F. MARKET CHARACTERISTICS THAT FACILITATE COORDINATED
21. The characteristics of the market for pure phosphoric
acid facilitate coordinated interaction among producers, to the detriment of the
purchasers of this product. Among such characteristics are:
- The United States market for pure phosphoric acid is highly
- Pure phosphoric acid is a highly homogeneous product that
is purchased primarily on the basis of price;
- Reliable pricing information is available from customers,
and from other producers due to the practice of publicly announcing price increases in
advance of their implementation;
- There is a strong tendency toward coordination among
producers of pure phosphoric acid. Producers recognize the market to be an oligopoly in
which competitive rivalry is low; and
- Producers tend to refrain from bidding against their
competitors at accounts that they recognize to be important to the other producers, and,
furthermore, undertake strategic retaliation at specific accounts as a means to discipline
and deter future competition.
G. EFFECTS OF THE PROPOSED ACQUISITION
22. The effect of the acquisition may be substantially to
lessen competition and to tend to create a monopoly in the relevant market in violation of
Section 7 of the Clayton Act, as amended, 15 U.S.C. § 18, and Section 5 of the FTC
Act, as amended, 15 U.S.C. § 45, in the following ways, among others:
- It will substantially increase concentration in the market
for pure phosphoric acid;
- It will significantly enhance the likelihood of coordinated
interaction in the relevant market among the competitors in the manufacture and sale of
pure phosphoric acid;
- It will increase the likelihood that purchasers of pure
phosphoric acid in the relevant geographic market will be forced to pay higher prices.
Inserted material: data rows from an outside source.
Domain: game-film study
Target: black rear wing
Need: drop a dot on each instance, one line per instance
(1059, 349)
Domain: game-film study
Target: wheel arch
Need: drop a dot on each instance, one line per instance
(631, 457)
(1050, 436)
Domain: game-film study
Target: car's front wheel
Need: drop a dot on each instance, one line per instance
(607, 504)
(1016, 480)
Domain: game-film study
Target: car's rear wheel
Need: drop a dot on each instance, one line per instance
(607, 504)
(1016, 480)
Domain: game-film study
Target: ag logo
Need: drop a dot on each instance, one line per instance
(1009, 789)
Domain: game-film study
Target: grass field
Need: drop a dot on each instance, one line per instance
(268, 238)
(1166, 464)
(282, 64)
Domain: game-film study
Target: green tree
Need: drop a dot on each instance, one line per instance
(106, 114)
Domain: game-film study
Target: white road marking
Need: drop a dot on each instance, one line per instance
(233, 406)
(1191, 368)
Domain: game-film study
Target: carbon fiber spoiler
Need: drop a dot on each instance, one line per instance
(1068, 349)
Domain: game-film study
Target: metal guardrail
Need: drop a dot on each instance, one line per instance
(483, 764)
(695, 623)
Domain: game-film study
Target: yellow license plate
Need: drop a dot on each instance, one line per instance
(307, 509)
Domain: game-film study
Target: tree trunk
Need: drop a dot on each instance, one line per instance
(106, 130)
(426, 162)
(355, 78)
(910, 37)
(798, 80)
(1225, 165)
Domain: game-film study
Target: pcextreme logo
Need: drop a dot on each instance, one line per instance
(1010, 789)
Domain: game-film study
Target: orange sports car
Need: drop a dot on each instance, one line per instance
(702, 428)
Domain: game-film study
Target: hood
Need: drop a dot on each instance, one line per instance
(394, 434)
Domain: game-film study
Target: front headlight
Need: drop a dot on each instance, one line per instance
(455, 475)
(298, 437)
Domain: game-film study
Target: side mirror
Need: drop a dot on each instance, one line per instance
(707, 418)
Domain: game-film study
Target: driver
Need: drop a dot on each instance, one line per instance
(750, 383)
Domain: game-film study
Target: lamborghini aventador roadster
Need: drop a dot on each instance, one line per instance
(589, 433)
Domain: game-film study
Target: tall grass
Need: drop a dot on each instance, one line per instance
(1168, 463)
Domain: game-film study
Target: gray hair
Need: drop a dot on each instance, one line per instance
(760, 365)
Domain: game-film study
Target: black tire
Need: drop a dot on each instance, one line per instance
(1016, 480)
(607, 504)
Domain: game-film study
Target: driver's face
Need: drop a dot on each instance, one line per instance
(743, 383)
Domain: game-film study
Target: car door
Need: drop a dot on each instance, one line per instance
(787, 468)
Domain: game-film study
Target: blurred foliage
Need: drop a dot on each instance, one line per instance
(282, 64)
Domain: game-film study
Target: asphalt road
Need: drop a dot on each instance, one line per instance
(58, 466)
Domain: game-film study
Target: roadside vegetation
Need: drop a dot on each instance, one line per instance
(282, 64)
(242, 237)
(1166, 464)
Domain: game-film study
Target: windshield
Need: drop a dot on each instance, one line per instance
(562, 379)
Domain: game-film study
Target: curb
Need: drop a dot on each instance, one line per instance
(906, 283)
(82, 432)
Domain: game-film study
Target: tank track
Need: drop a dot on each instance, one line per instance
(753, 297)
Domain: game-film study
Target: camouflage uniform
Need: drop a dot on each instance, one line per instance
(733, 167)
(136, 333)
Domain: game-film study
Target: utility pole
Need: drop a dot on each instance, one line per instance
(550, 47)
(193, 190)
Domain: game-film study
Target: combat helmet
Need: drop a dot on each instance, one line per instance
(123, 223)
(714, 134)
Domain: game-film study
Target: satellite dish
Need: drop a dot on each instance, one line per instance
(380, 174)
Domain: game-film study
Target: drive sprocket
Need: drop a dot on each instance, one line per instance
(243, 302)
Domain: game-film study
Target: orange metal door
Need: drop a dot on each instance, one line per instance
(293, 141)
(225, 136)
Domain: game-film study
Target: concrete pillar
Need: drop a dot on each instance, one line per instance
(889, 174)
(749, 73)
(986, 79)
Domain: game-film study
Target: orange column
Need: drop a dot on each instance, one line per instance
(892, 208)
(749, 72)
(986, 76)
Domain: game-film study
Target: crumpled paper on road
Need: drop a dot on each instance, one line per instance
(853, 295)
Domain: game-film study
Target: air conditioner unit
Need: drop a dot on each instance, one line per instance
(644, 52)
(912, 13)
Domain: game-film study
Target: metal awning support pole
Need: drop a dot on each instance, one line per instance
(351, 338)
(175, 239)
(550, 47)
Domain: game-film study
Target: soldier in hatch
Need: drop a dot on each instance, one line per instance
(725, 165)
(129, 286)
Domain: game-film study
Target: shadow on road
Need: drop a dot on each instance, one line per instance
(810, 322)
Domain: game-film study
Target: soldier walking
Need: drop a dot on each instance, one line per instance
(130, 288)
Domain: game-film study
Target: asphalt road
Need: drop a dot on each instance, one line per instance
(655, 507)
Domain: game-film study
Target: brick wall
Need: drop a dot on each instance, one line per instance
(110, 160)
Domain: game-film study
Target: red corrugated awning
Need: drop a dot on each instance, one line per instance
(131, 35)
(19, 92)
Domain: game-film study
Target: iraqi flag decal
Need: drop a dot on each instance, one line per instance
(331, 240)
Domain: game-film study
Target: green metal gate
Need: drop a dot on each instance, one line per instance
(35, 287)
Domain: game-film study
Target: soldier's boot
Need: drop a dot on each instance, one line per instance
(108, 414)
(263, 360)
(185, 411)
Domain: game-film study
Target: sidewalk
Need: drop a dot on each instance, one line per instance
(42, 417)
In
fact, Rhodia's documents project higher pure phosphoric acid prices as a result of the
proposed acquisition of Albright & Wilson.
H. VIOLATIONS CHARGED
23. The acquisition agreements between Rhodia and Donau,
as described in Paragraph 5, violate Section 5 of the FTC Act, as amended, 15
24. The acquisition of Albright & Wilson by Rhodia, if
consummated, would violate Section 5 of the Federal Trade Commission Act, as amended, 15
U.S.C. § 45, and Section 7 of the Clayton Act, as amended, 15 U.S.C. § 18.
WHEREFORE, THE PREMISES CONSIDERED, the Federal Trade
Commission on this thirteenth day of March, 2000, issues its complaint against said
By the Commission, Commissioner Thompson dissenting.